Spelling variation, variants and digitization errors in person names are serious obstacles for search operations in historical documents. The NAMES project aimed to standardize 564,000 different surnames and 190,113 different given names with the help of the Clariah tool TICCL.

Principle investigator
  • Gerrit Bloothooft
Disciplines
  • History
  • Languages and literatures
Resource types
  • Data
  • Tools
Variant cloud of Elisabeth where edges denote proven variant pairs. The size of a node is proportional to name frequency, which is >9 for this set.

Spelling variation, variants and digitization errors in person names are serious obstacles for search operations in historical documents. A solution could be the spelling standardization of surnames and given names. But ambiguities and alternative interpretations make this a non-trivial task which requires expert evaluation assisted by automatic analyses.

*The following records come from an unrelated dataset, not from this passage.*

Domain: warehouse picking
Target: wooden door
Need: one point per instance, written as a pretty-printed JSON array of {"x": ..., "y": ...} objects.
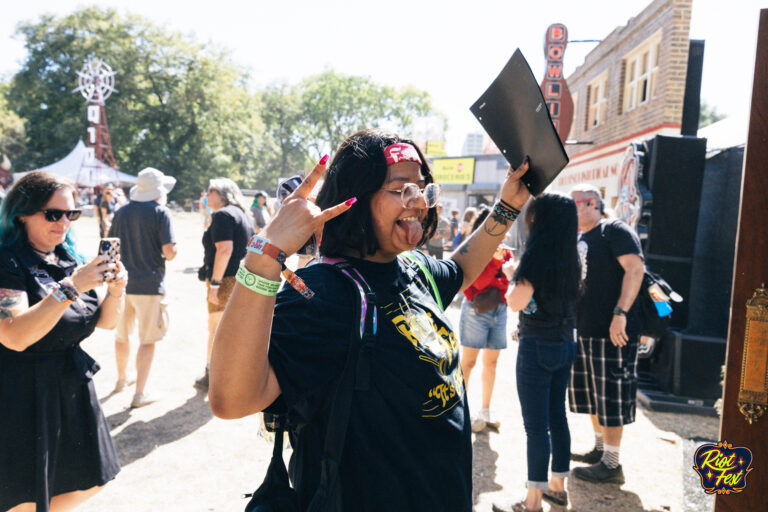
[{"x": 750, "y": 271}]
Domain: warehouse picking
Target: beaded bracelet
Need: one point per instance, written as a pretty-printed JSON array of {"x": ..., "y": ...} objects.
[
  {"x": 261, "y": 245},
  {"x": 505, "y": 210},
  {"x": 68, "y": 289},
  {"x": 59, "y": 294},
  {"x": 509, "y": 206},
  {"x": 256, "y": 283}
]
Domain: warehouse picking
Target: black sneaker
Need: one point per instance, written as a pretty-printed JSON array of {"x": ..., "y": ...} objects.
[
  {"x": 556, "y": 497},
  {"x": 600, "y": 474},
  {"x": 591, "y": 457},
  {"x": 202, "y": 382}
]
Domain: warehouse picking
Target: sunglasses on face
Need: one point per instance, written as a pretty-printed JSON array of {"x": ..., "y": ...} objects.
[{"x": 54, "y": 215}]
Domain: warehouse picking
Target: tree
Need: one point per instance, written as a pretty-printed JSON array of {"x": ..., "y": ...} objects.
[
  {"x": 181, "y": 106},
  {"x": 12, "y": 135},
  {"x": 338, "y": 105},
  {"x": 284, "y": 150},
  {"x": 304, "y": 121},
  {"x": 708, "y": 115}
]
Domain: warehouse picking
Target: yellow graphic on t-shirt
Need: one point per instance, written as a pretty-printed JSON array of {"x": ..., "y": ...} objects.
[{"x": 436, "y": 345}]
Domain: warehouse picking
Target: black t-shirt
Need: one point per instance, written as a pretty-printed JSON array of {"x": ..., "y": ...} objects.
[
  {"x": 408, "y": 442},
  {"x": 600, "y": 249},
  {"x": 22, "y": 269},
  {"x": 227, "y": 223},
  {"x": 549, "y": 317},
  {"x": 143, "y": 228}
]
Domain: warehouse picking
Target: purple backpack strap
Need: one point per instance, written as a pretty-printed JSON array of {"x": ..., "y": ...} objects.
[{"x": 362, "y": 287}]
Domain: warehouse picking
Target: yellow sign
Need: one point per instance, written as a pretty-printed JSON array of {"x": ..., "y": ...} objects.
[
  {"x": 454, "y": 171},
  {"x": 435, "y": 148}
]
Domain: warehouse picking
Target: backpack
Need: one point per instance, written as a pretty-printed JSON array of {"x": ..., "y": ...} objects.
[{"x": 275, "y": 493}]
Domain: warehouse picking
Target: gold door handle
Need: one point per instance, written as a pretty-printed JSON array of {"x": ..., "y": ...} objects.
[{"x": 753, "y": 390}]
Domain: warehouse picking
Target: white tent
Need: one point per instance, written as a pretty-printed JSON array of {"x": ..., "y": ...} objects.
[{"x": 77, "y": 167}]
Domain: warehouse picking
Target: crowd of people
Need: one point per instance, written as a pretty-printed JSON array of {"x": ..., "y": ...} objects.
[{"x": 282, "y": 346}]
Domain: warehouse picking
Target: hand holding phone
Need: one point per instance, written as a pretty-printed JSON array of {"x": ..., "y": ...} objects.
[{"x": 110, "y": 248}]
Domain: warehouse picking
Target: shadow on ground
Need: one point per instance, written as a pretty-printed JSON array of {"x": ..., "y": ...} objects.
[
  {"x": 139, "y": 439},
  {"x": 483, "y": 467},
  {"x": 585, "y": 496}
]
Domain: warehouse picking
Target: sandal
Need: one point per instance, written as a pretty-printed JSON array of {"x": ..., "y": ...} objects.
[
  {"x": 556, "y": 497},
  {"x": 520, "y": 507}
]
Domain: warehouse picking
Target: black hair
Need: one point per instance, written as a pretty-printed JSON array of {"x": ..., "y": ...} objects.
[
  {"x": 27, "y": 197},
  {"x": 551, "y": 260},
  {"x": 358, "y": 169}
]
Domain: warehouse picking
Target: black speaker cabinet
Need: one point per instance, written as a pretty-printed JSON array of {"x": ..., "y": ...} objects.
[
  {"x": 674, "y": 177},
  {"x": 688, "y": 365}
]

The NAMES project aimed to standardize 564,000 different surnames and 190,113 different given names from 19th century sources with 52.5 million tokens with the help of the Clariah tool TICCL. A subset of these names was already automatically related to a standard as they could be identified as having been used for the same individual. This subset has been reviewed by experts which resulted in 127,154 surnames associated to 11,278 standards and 49,804 given names associated to 782 gender independent standards. Unfortunately, TICCL did not succeed to support the extension of this set. Instead, brute force comparison of the remaining names to names with a standard, and extending the number of standards, increased the coverage of standardized tokens to 99,43% for given names and 98,51% for surnames.

Data will be made available in RDF format for linked open data and as Lexicon service. In addition, digital versions of name dictionaries will be made accessible.